David was born in Evanston, Illinois on November 1,1941 and was the only child of Tip and Trudie Peyton. A move to Victoria occurred when Tip began a career at Union Carbide and David developed a lifelong love of Texas. This is story of a boy who became the man who was a son, husband, father, grandfather, and great-grandfather.
David began his Texas life on Bluebonnet Street which was surrounded by open fields and great opportunities for young boys to develop a love of nature. He had a paper route by age fourteen and his savings from it helped buy a Hudson car. After high school in 1959 he went to TLC Seguine on a tennis college scholarship then returned to Victoria on another scholarship.
In 1961 he met Jerry Hall and they married in 1965.David and Jerry’s family grew to include Justin, Lesley and later four grandchildren, Jessica, Ryan, Shane, Journey and great-grandchild Levi. He was especially blessed to love a son-in-law Michael Sallee. Ally was a bright spot in his life also. David entered the banking world at Victoria Bank and Trust where I’m he worked for 25 years, but his last employment with the Texas Boll Weeville was his most enjoyable. This is the time period in which for the next two decades he battled five different types of cancer. Those began with lung then kidney, then throat, then colon then Desmoid tumors. MD Anderson called him The Miracle Man.
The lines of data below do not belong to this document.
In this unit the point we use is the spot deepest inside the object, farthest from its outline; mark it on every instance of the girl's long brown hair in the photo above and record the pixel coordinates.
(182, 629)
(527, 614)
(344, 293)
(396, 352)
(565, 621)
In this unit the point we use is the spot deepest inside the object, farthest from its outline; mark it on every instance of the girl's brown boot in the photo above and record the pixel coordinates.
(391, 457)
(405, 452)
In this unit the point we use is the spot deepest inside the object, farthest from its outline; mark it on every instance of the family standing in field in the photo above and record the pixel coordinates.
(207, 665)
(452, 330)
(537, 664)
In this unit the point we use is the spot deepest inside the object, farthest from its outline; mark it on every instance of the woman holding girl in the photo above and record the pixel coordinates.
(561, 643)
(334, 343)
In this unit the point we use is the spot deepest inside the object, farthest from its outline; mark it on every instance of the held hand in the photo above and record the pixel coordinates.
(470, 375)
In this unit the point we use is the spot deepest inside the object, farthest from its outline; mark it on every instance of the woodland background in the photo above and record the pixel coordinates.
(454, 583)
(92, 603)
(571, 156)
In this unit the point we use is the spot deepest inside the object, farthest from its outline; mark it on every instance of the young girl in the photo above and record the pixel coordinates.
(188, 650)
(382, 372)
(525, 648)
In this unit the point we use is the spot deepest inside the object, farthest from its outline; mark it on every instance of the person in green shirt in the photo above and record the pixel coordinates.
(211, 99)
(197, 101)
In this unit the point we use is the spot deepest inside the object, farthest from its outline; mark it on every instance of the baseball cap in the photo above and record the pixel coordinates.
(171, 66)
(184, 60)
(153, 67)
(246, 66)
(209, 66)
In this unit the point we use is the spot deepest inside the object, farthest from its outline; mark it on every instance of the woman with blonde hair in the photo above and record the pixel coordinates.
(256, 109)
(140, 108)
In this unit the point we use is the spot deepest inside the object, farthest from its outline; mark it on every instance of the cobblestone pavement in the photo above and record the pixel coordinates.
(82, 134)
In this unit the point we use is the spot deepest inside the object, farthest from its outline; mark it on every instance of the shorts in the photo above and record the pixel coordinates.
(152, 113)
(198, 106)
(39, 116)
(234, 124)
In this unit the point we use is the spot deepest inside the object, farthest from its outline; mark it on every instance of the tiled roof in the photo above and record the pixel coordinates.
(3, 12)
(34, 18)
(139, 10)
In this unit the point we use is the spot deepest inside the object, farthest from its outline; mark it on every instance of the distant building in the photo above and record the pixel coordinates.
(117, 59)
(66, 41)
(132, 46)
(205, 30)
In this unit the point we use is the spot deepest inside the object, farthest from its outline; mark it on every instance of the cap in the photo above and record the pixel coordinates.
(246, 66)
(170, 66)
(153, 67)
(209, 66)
David was the man who loved spending time with Lesley sitting in his truck in a deer blind, talking cars with Justin, or fishing and hunting with Michael He was my husband for sixty years and the love of my life. He was a man for all seasons with the courage of a lion who loved his god, country, and family above all. David’s was a life well spent and his footsteps will remain in our memories always.
On the morning of August the tenth, after being surrounded by all of his family and laughing and talking with them night before, he simply closed his eyes, gave up the good fight and slipped away
There were many things David accomplished in his life. He was proud of graduating from UH Houston, an LSU degree and numerous civic awards. Golf and tennis were his go -twos but football was in the running. However when asked what he was waiting on. He had a simple answer. “I’m waiting on hunting season to start.” So the young boy growing up on Bluebonnet Street became the man sitting in his truck, with his daughter doing a crossword puzzle, watching the deer and enjoying nature was still the same young boy from Bluebonnet Street.